Через двадцать минут Аня простилась: « Ладненько, Насть, вон моя остановка; спасибо тебе, приятно было пообщаться. Я надолго запомню этот разговор. Удачи! – она улыбнулась( настроение наше неимоверно улучшилось) и, отвернувшись, сказала водителю громко. – На остановке, пожалуйста».
Опустевшая маршрутка несет меня домой по опустевшей улице. Снег продолжает падать, дороги и тротуары уже покрылись его белоснежной корочкой, отчего все вокруг становится сказочным: деревья обращаются добрыми гигантами и, свисая над тротуарами, словно говорят: «Кто это у нас такой милый?», а облепленные вязким снегом провода — в паутину гигантского паука, поджидающего меня на моей остановке, которая, кстати, скоро.
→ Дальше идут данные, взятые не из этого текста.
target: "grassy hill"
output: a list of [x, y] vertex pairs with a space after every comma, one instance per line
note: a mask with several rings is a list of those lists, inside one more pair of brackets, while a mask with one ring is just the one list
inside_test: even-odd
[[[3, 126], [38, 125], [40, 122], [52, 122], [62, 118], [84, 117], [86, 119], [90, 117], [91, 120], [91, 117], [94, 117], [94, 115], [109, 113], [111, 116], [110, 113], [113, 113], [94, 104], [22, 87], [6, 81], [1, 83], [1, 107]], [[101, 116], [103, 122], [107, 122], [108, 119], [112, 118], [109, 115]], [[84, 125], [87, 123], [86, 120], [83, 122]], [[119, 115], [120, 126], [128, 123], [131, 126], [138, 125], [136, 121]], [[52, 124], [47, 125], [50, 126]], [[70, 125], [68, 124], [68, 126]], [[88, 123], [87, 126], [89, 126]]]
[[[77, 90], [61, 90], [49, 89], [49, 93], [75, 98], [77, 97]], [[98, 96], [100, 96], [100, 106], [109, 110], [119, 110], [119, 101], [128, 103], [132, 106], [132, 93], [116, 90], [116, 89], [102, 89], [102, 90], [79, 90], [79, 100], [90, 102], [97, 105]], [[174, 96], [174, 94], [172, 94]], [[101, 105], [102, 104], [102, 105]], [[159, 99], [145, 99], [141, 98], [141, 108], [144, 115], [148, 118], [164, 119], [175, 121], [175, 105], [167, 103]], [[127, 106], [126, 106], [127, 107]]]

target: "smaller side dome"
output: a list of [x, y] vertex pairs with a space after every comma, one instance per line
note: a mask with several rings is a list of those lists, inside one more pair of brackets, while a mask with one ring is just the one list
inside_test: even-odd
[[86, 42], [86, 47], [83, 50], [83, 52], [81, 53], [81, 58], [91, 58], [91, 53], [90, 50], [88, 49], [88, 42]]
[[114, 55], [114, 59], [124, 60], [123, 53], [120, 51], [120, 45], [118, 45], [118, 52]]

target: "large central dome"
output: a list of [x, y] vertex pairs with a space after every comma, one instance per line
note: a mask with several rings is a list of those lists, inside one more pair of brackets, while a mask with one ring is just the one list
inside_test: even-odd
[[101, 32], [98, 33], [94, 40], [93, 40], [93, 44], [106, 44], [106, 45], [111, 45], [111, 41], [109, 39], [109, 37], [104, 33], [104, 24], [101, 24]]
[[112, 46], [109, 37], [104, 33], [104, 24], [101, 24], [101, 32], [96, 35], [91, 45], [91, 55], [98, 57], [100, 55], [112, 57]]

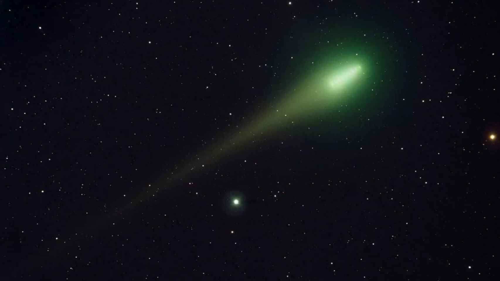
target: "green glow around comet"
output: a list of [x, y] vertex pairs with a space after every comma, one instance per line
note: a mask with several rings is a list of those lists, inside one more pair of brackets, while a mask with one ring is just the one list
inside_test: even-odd
[[[358, 82], [364, 74], [364, 68], [362, 67], [359, 61], [344, 60], [333, 65], [314, 67], [310, 70], [312, 74], [308, 78], [304, 78], [296, 87], [290, 89], [288, 94], [270, 105], [268, 109], [253, 118], [242, 119], [242, 123], [244, 120], [250, 120], [238, 126], [238, 130], [221, 142], [214, 144], [196, 155], [184, 168], [164, 173], [144, 188], [134, 200], [116, 207], [115, 212], [102, 218], [96, 225], [106, 225], [108, 221], [116, 216], [122, 216], [138, 205], [156, 195], [158, 197], [159, 192], [168, 190], [172, 185], [182, 185], [186, 178], [193, 177], [194, 173], [197, 171], [214, 166], [224, 156], [234, 155], [243, 148], [249, 148], [250, 145], [255, 141], [286, 126], [293, 125], [320, 110], [331, 108], [331, 106], [338, 102], [339, 99], [346, 98], [346, 95], [342, 94], [352, 92], [353, 89], [359, 88]], [[230, 200], [232, 206], [238, 206], [236, 209], [240, 211], [243, 210], [244, 207], [241, 199], [240, 197], [234, 197], [232, 201]], [[95, 227], [98, 228], [96, 225]]]
[[361, 66], [356, 65], [340, 69], [330, 78], [328, 82], [332, 90], [338, 91], [348, 86], [359, 75]]

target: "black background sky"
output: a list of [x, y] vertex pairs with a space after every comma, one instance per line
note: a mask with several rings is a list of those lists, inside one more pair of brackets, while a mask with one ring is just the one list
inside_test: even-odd
[[[0, 1], [2, 280], [494, 280], [491, 4]], [[358, 53], [362, 98], [158, 182]]]

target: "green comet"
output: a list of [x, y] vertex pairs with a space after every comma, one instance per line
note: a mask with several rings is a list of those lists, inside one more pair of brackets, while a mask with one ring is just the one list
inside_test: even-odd
[[342, 90], [352, 82], [360, 71], [360, 65], [350, 66], [342, 69], [330, 79], [330, 85], [335, 91]]
[[[186, 178], [192, 177], [194, 173], [210, 168], [224, 157], [234, 155], [242, 148], [248, 148], [249, 145], [272, 133], [294, 125], [306, 117], [316, 116], [314, 114], [319, 111], [331, 108], [330, 106], [338, 102], [339, 99], [346, 98], [346, 95], [338, 94], [352, 93], [354, 90], [360, 88], [360, 78], [364, 74], [364, 68], [362, 67], [360, 62], [360, 60], [344, 60], [333, 65], [314, 65], [310, 71], [312, 74], [308, 78], [292, 87], [282, 99], [270, 104], [268, 109], [254, 118], [242, 119], [237, 130], [224, 136], [220, 142], [195, 154], [184, 168], [164, 173], [144, 188], [134, 200], [122, 203], [115, 208], [114, 212], [102, 218], [96, 222], [95, 227], [106, 225], [107, 222], [116, 216], [123, 216], [126, 212], [154, 198], [158, 192], [168, 190], [171, 185], [186, 183]], [[248, 121], [245, 123], [244, 120]], [[162, 170], [168, 170], [166, 167]], [[232, 202], [232, 206], [238, 206], [238, 208], [232, 208], [234, 210], [228, 211], [228, 213], [232, 214], [231, 212], [234, 213], [234, 210], [242, 212], [244, 210], [245, 204], [240, 198], [234, 197], [230, 202]]]

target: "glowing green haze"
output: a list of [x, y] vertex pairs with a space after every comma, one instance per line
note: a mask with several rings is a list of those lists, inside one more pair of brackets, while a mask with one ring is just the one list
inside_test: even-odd
[[[340, 98], [342, 94], [356, 88], [358, 78], [364, 74], [360, 64], [357, 62], [339, 63], [334, 67], [324, 67], [322, 70], [320, 67], [315, 67], [314, 74], [290, 91], [290, 94], [251, 119], [246, 125], [240, 126], [221, 142], [204, 150], [204, 153], [188, 162], [184, 168], [168, 174], [164, 173], [154, 182], [148, 185], [132, 201], [124, 202], [123, 205], [102, 218], [96, 224], [106, 225], [109, 220], [124, 215], [126, 211], [155, 196], [167, 187], [168, 181], [182, 181], [188, 176], [192, 175], [195, 170], [213, 166], [223, 156], [248, 147], [256, 140], [261, 139], [264, 134], [292, 125], [318, 110], [328, 109]], [[239, 201], [236, 202], [233, 201], [233, 204], [240, 204]], [[98, 225], [95, 227], [100, 227]]]

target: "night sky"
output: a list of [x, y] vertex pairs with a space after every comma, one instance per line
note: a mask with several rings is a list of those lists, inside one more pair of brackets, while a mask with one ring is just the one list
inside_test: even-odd
[[2, 280], [498, 278], [493, 1], [32, 2]]

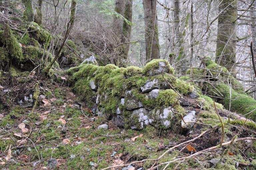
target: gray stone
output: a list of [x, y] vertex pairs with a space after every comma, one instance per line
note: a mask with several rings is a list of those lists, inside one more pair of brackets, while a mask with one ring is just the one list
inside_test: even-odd
[[98, 64], [98, 63], [97, 62], [96, 58], [95, 58], [95, 57], [94, 57], [94, 56], [92, 55], [90, 57], [85, 59], [81, 64]]
[[149, 124], [148, 114], [148, 112], [144, 108], [135, 109], [132, 112], [133, 116], [136, 115], [138, 117], [138, 123], [140, 124], [140, 129], [143, 129]]
[[121, 104], [123, 106], [124, 105], [124, 98], [121, 99]]
[[24, 99], [20, 100], [19, 102], [20, 106], [25, 107], [32, 106], [34, 105], [33, 97], [32, 94], [28, 96], [24, 96]]
[[108, 125], [107, 124], [102, 124], [100, 125], [97, 128], [97, 129], [104, 129], [107, 130], [108, 129]]
[[183, 128], [190, 129], [193, 127], [194, 123], [187, 122], [195, 122], [195, 119], [196, 116], [196, 112], [193, 110], [190, 112], [188, 114], [183, 117], [183, 119], [186, 123], [184, 123], [183, 120], [181, 120], [181, 127]]
[[124, 100], [124, 106], [128, 110], [131, 110], [143, 107], [143, 105], [134, 98], [126, 98]]
[[120, 108], [118, 107], [116, 109], [116, 113], [117, 115], [120, 115], [121, 114], [121, 110], [120, 110]]
[[168, 73], [169, 70], [166, 67], [165, 63], [162, 62], [159, 62], [159, 66], [157, 68], [150, 69], [148, 71], [147, 74], [150, 76], [152, 76], [158, 75], [162, 73]]
[[156, 79], [149, 81], [146, 84], [140, 87], [143, 93], [146, 93], [156, 89], [167, 89], [170, 88], [170, 85], [165, 81], [160, 83]]
[[174, 114], [172, 111], [171, 107], [165, 108], [162, 110], [153, 110], [149, 112], [149, 123], [153, 126], [157, 127], [160, 123], [166, 129], [172, 126], [171, 119], [174, 116]]
[[97, 110], [96, 111], [96, 112], [97, 113], [98, 116], [99, 116], [100, 117], [102, 117], [102, 116], [104, 116], [104, 108], [97, 108]]
[[95, 83], [95, 81], [93, 80], [90, 81], [90, 86], [91, 88], [93, 90], [97, 90], [98, 89], [98, 86]]
[[192, 99], [195, 99], [199, 97], [197, 93], [194, 90], [188, 93], [188, 95]]
[[149, 97], [150, 99], [156, 99], [159, 95], [159, 90], [154, 89], [149, 92]]
[[120, 115], [116, 115], [112, 119], [111, 121], [118, 127], [123, 128], [124, 126], [124, 120]]

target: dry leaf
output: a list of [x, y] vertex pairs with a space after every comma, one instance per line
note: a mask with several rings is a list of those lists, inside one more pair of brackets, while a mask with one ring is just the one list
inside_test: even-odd
[[92, 127], [90, 126], [85, 126], [85, 129], [90, 129], [91, 127]]
[[14, 133], [14, 134], [15, 136], [18, 136], [20, 137], [20, 138], [22, 138], [22, 136], [21, 136], [21, 134], [20, 133]]
[[12, 151], [11, 150], [11, 145], [10, 145], [9, 149], [7, 152], [7, 156], [5, 157], [5, 159], [6, 160], [6, 161], [10, 159], [12, 157], [12, 155], [11, 155], [11, 154], [12, 153]]
[[188, 145], [187, 147], [187, 149], [188, 149], [188, 151], [189, 152], [192, 152], [192, 151], [193, 151], [195, 152], [196, 152], [196, 149], [195, 149], [195, 148], [190, 145]]
[[[51, 102], [52, 101], [51, 101]], [[50, 111], [50, 111], [50, 110], [48, 110], [48, 111], [45, 111], [45, 112], [44, 112], [44, 113], [43, 113], [43, 114], [48, 114], [48, 113], [50, 113]]]
[[28, 132], [28, 129], [25, 127], [25, 124], [22, 123], [19, 125], [19, 127], [21, 129], [21, 131], [23, 133], [27, 133]]
[[52, 102], [54, 102], [57, 100], [57, 99], [55, 99], [55, 98], [52, 98], [50, 99], [50, 101], [51, 101]]
[[64, 144], [67, 144], [70, 142], [70, 140], [68, 139], [64, 139], [63, 140], [62, 142]]
[[42, 100], [42, 101], [43, 101], [43, 102], [44, 103], [44, 106], [45, 106], [51, 105], [51, 103], [50, 103], [50, 101], [48, 99], [44, 99]]
[[137, 139], [138, 138], [138, 137], [139, 137], [139, 136], [135, 136], [135, 137], [133, 137], [133, 138], [131, 138], [131, 141], [132, 142], [135, 142], [135, 140], [136, 140], [136, 139]]
[[58, 120], [61, 122], [62, 124], [64, 125], [66, 124], [66, 123], [67, 123], [67, 122], [66, 121], [65, 119], [62, 117], [60, 118], [60, 119]]
[[27, 142], [27, 139], [23, 139], [23, 140], [18, 140], [17, 141], [18, 143], [19, 144], [21, 144], [22, 143], [25, 143]]

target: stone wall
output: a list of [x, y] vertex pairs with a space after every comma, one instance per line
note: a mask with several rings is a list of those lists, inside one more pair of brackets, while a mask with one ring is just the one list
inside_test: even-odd
[[[151, 125], [176, 129], [181, 127], [181, 115], [191, 121], [195, 109], [200, 108], [197, 103], [206, 101], [198, 98], [189, 83], [174, 75], [173, 68], [166, 60], [154, 59], [142, 69], [99, 66], [95, 60], [92, 56], [67, 71], [71, 85], [93, 113], [105, 116], [119, 127], [140, 129]], [[170, 85], [182, 96], [178, 101], [180, 96]], [[194, 104], [187, 107], [189, 101]]]

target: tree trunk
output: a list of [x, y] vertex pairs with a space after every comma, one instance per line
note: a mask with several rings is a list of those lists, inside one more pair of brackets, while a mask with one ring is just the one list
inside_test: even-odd
[[32, 7], [32, 0], [22, 0], [22, 1], [25, 6], [24, 16], [27, 21], [33, 21], [34, 12]]
[[156, 1], [143, 0], [146, 62], [160, 58]]
[[[125, 0], [116, 0], [115, 11], [124, 16], [124, 9]], [[113, 19], [113, 32], [119, 39], [122, 38], [123, 32], [123, 20], [116, 16], [114, 16]]]
[[[126, 1], [124, 13], [124, 17], [131, 22], [132, 20], [132, 1], [133, 0], [126, 0]], [[122, 41], [123, 43], [129, 42], [131, 39], [132, 26], [128, 24], [126, 22], [123, 21], [123, 22]], [[125, 59], [127, 59], [128, 58], [129, 48], [129, 43], [127, 44], [124, 45], [123, 57]]]
[[9, 0], [5, 0], [4, 6], [4, 16], [5, 24], [8, 24], [8, 14], [9, 13]]
[[236, 0], [219, 0], [216, 62], [231, 72], [235, 70]]

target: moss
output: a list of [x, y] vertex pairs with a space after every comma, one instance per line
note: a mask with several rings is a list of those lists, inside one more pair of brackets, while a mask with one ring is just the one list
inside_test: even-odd
[[4, 27], [3, 33], [4, 40], [2, 42], [8, 49], [10, 59], [14, 61], [19, 63], [23, 60], [24, 58], [21, 47], [20, 46], [17, 39], [12, 33], [11, 28], [8, 25]]
[[177, 101], [178, 96], [178, 94], [173, 90], [160, 90], [159, 95], [156, 99], [156, 104], [159, 106], [172, 106]]
[[229, 123], [230, 124], [234, 125], [244, 125], [248, 128], [256, 130], [256, 123], [250, 121], [237, 120], [231, 120]]
[[184, 95], [194, 89], [194, 86], [190, 83], [184, 80], [177, 79], [173, 85], [174, 87], [180, 93]]
[[158, 68], [160, 62], [164, 63], [165, 65], [165, 68], [168, 70], [167, 73], [171, 74], [174, 74], [174, 69], [173, 67], [171, 66], [169, 62], [166, 60], [160, 59], [153, 59], [150, 62], [148, 63], [143, 68], [142, 73], [146, 76], [149, 75], [148, 73], [149, 71], [150, 70], [153, 71]]
[[64, 102], [62, 99], [59, 99], [56, 101], [56, 104], [57, 106], [60, 106], [64, 104]]
[[3, 68], [9, 61], [7, 49], [5, 47], [0, 47], [0, 68]]
[[141, 74], [142, 72], [141, 68], [134, 66], [130, 66], [125, 69], [124, 75], [127, 78], [129, 78]]
[[23, 49], [24, 57], [27, 60], [35, 61], [41, 59], [41, 52], [39, 48], [30, 46], [25, 47]]

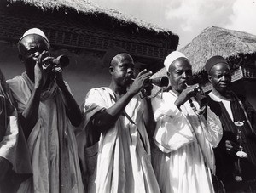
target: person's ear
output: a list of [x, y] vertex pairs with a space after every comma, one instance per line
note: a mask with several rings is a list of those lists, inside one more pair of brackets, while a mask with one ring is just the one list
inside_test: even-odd
[[109, 73], [110, 73], [111, 75], [113, 75], [113, 71], [114, 71], [113, 66], [113, 65], [109, 66], [108, 71], [109, 71]]
[[208, 75], [208, 80], [212, 83], [212, 77], [210, 75]]
[[20, 60], [21, 62], [24, 62], [23, 56], [21, 55], [21, 54], [18, 54], [18, 58]]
Какие любимые улицы, сколько воспоминаний связано с ними! Какой дурак сказал, что человек без прошлого — счастливый человек? Прошлое – единственная вещь, дающая нам возможность осознать счастье. Разве счастье – это обязательно радость, не может ли оно быть грустью понимания того, что счастье было в прошлом, а ты не мог его увидеть! Но все-таки оно осталось — в памяти!
С Аней я больше не виделась, так как после школы уехала учиться в другой город. Но наш с ней общий вопрос я так и храню в своей башке: где оно, женское счастье? За сковородкой спряталось или зарылось в миллионе этих роз? Как найти его, заслужить? До сих пор наверняка не знаю. Любить надо, наверное. И тогда ответы сами придут. Любить глупо, гордо, всей душой, до боли в сердце, до старческого ревматизма.